Note: this post is very technical and relates to detailed Chef design patterns used by Crowbar. I apologize in advance for the post’s opacity. Just unleash your inner DevOps geek and read on. I promise you’ll find some gems.
At the Opscode Community Summit, Dell’s primary focus was creating an “External Entity” or “Managed Node” model. Matt Ray prefers the term “managed node” so I’ll defer to that name for now. This model is needed for Crowbar to manage system components that cannot run an agent such as a network switch, blade chassis, IP power distribution unit (PDU), and a SAN array. The concept for a managed node is that there is an instance of the chef-client agent that can act as a delegate for the external entity. We’ve been reluctant to call it a “proxy” because that term is so overloaded.
My Crowbar vision is to manage an end-to-end cloud application life-cycle. This starts from power and network connections to hardware RAID and BIOS then up to the services that are installed on the node and ultimately reaches up to applications installed in VMs on those nodes.

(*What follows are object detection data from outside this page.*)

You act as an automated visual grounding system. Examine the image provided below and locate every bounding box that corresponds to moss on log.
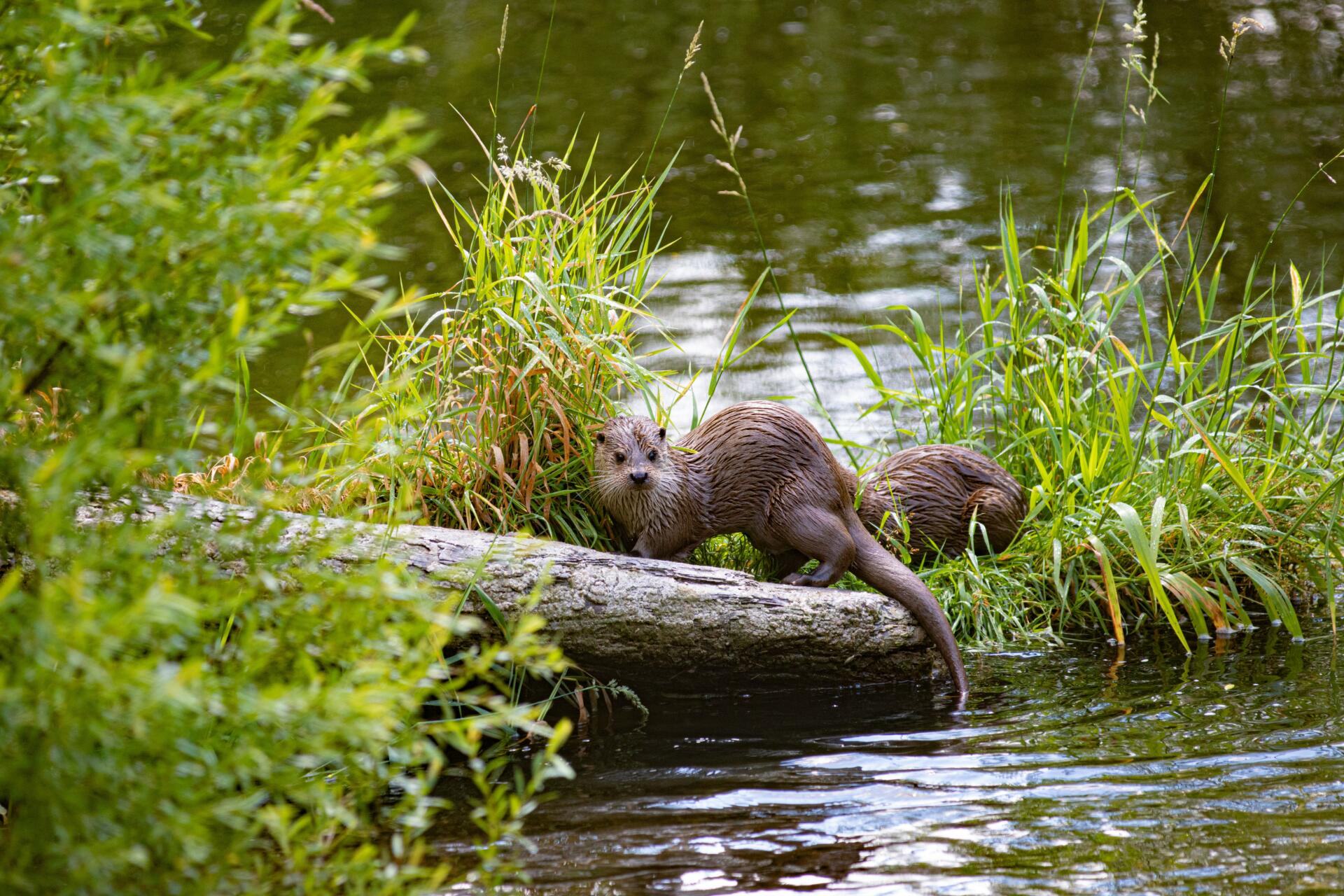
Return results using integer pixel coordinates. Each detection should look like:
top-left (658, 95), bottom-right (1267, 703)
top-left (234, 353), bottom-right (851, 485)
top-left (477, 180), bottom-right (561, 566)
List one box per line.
top-left (80, 491), bottom-right (941, 690)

Our design goal is that you can control a managed node with the same Chef semantics that we already use. For example, adding a Network proposal role to the Switch managed node will force the agent to update its configuration during the next chef-client run. During the run, the managed node will see that the network proposal has several VLANs configured in its attributes. The node will then update the actual switch entity to match the attributes.
There are five key aspects of our managed node design. They are configuration, discovery, location, relationships, and sequence. Let’s explore each in detail.
A managed node’s configuration is different than a service or actuator pattern. The core concept of a node in chef is that the node owns the configuration. You make changes to the nodes configuration and it’s the nodes job to manage its state to maintain that configuration. In a service pattern, the consumer manages specific requests directly. At the summit (with apologies to Bill Clinton), I described Chef configuration as telling a node what it “is” while a service provide verbs that change a node. The critical difference is that a node is expected to maintain configuration as its composition changes (e.g.: node is now connected for VLAN 666) while a service responds to specific change requests (node adds tag for VLAN 666). Our goal is the maintain Chef’s configuration management concept for the external entities.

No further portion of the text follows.